Наконец-то Дина расправилась со всей этой горой шитья, которое велось в преддверии бала. Для Салли и девочек она сделала три красивых ридикюля с ручной вышивкой и отделанных вельветом. Полю — футляр для очков, отделанный шелком с его инициалами. Домашние тапочки для Дэниса, а для Люсьена и Баррета два дневника. Эмилия получила платье для новой куклы, подаренной Салли. Для прислуги она тоже кое-что сделала.

Елкой служил срубленный на болоте кипарис. Его поставили в самой большой гостиной. Для рабов соорудили «елку» на заднем дворе. Под главной «елкой» открывали подарки. Тетушка Дульсина получила новый черный кашемировый плащ и ночной чепчик. Полю достались исторические труды Вольтера в красном переплете из магазина Вильяма Маккина. Нитка жемчуга и бусы из сапфиров для Фелисии от Романа и среди прочих подарков кольцо Дэниса.

Скромная Дина преподнесла свои подарки, но Поль шумно поцеловал ее и тут же опустил свои очки в новый футляр. Если Холлис с горечью признала, правда при этом благодаря, что Дина по крайней мере вышивает лучше, чем ее сестра, то сама Дина с удовольствием отметила, что Дэнис тут же влез в свои новые домашние тапочки, а Эмилия с гордостью и благодарностью приложила платьице к своей кукле.
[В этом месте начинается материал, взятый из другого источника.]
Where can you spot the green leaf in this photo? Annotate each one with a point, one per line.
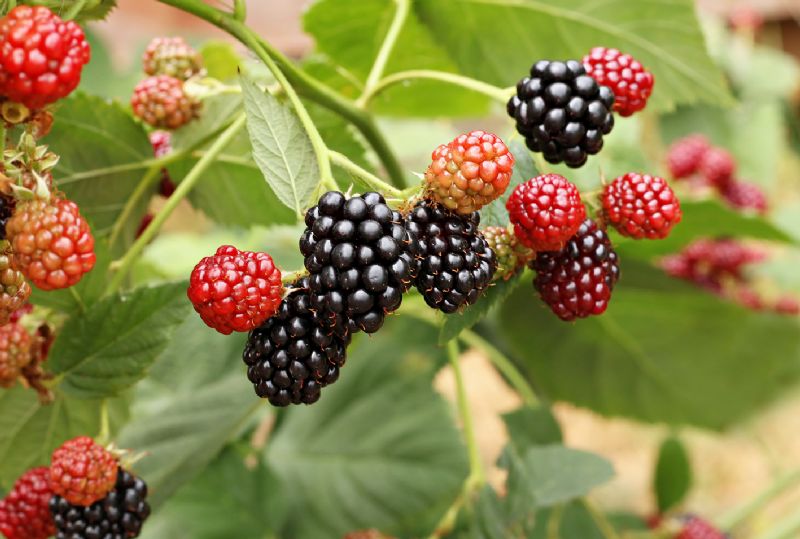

У Дины оставалось время сделать наряд и для деревянной куклы Мимси и теперь, смотря в сияющие от восторга глаза девочки, была рада, что сделала это.
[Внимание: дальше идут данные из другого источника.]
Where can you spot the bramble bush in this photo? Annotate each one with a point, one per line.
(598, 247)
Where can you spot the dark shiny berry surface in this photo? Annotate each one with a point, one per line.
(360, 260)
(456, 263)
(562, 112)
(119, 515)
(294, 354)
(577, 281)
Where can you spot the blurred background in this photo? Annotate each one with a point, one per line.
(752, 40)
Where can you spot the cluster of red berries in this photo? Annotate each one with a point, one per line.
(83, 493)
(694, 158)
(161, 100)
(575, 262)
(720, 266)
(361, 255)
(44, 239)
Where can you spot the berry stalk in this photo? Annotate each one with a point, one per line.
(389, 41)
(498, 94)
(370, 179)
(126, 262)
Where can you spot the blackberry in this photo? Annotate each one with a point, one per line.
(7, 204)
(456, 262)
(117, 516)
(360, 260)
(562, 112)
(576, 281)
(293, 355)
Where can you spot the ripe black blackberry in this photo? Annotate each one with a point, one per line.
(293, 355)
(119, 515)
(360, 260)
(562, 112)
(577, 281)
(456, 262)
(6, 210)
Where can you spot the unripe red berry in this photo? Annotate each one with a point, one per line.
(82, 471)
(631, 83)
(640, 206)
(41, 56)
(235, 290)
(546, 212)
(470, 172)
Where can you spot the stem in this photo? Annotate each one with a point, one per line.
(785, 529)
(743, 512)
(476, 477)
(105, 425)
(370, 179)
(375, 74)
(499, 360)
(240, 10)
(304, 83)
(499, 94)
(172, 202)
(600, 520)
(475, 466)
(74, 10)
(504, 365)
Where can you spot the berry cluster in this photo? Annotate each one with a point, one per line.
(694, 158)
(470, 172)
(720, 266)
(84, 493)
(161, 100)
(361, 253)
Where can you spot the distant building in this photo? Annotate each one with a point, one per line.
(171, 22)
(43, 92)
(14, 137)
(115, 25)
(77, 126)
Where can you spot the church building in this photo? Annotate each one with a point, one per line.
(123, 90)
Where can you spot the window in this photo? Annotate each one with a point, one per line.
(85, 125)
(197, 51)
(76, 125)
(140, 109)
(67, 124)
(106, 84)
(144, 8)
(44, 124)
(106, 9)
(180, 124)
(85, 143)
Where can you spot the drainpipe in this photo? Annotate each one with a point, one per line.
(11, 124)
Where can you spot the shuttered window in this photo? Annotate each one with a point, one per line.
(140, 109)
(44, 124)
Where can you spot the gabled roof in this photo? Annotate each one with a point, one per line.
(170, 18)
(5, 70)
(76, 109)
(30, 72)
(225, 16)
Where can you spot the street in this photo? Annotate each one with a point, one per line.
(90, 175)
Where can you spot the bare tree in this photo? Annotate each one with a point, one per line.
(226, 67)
— Милая моя девочка, когда же ты спала? — удивленно спросила ее Салли на ухо.

— Я была слишком взволнована, чтобы спать, — прошептала Дина в ответ.
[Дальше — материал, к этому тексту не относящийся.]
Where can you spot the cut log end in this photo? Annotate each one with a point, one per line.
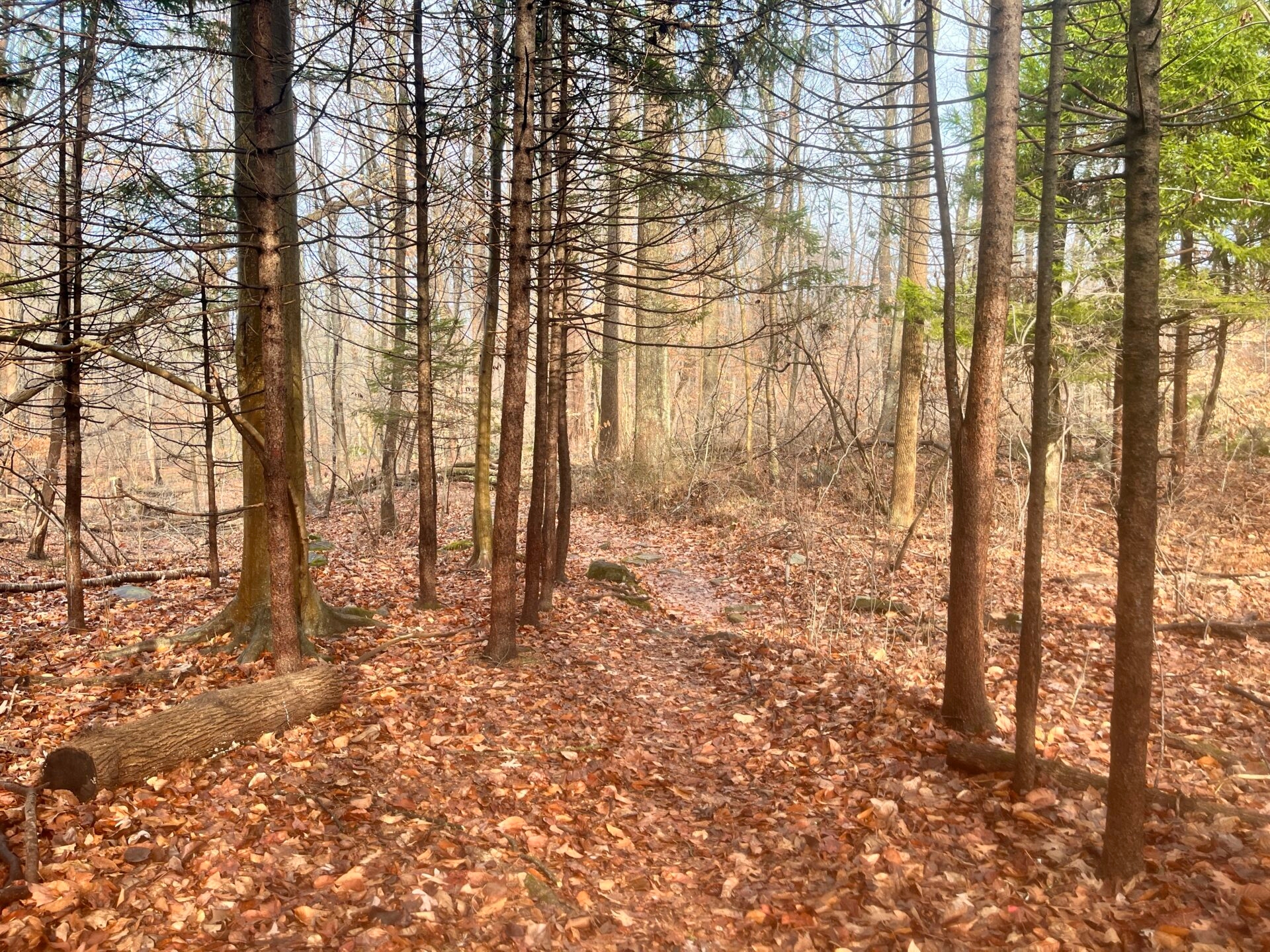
(206, 725)
(71, 768)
Она не могла уснуть даже на своей огромной кровати с ее шелковым балдахином, и все потому, что не верила в то, что с ней произошло, да еще так быстро. Она посмотрела на подарок Салли, который лежал у нее на коленях, и глаза ее увлажнились.

Дина начинала привыкать к этим великолепным новым вещам, но никогда ей не забыть доброты, которой ее окружали, помимо этих вещей. Она коснулась руки Салли:

— Спасибо, еще раз.

Салли опустилась на колени рядом с ее стулом и положила руку на ее плечи.

— Иногда стоит упасть в воду, чтобы оценить, насколько хороший ты пловец. Я чуть не сделала роковую ошибку. И прекрати благодарить меня. Это я должна благодарить тебя.

Дина кивнула, как бы подчиняясь, и утерла рукой глаза. Но она не думала так. Она была натура практичная и считала, что одно дело было, когда тебе спасают жизнь, и совсем другое, когда тебя берут в чужую семью до конца дней.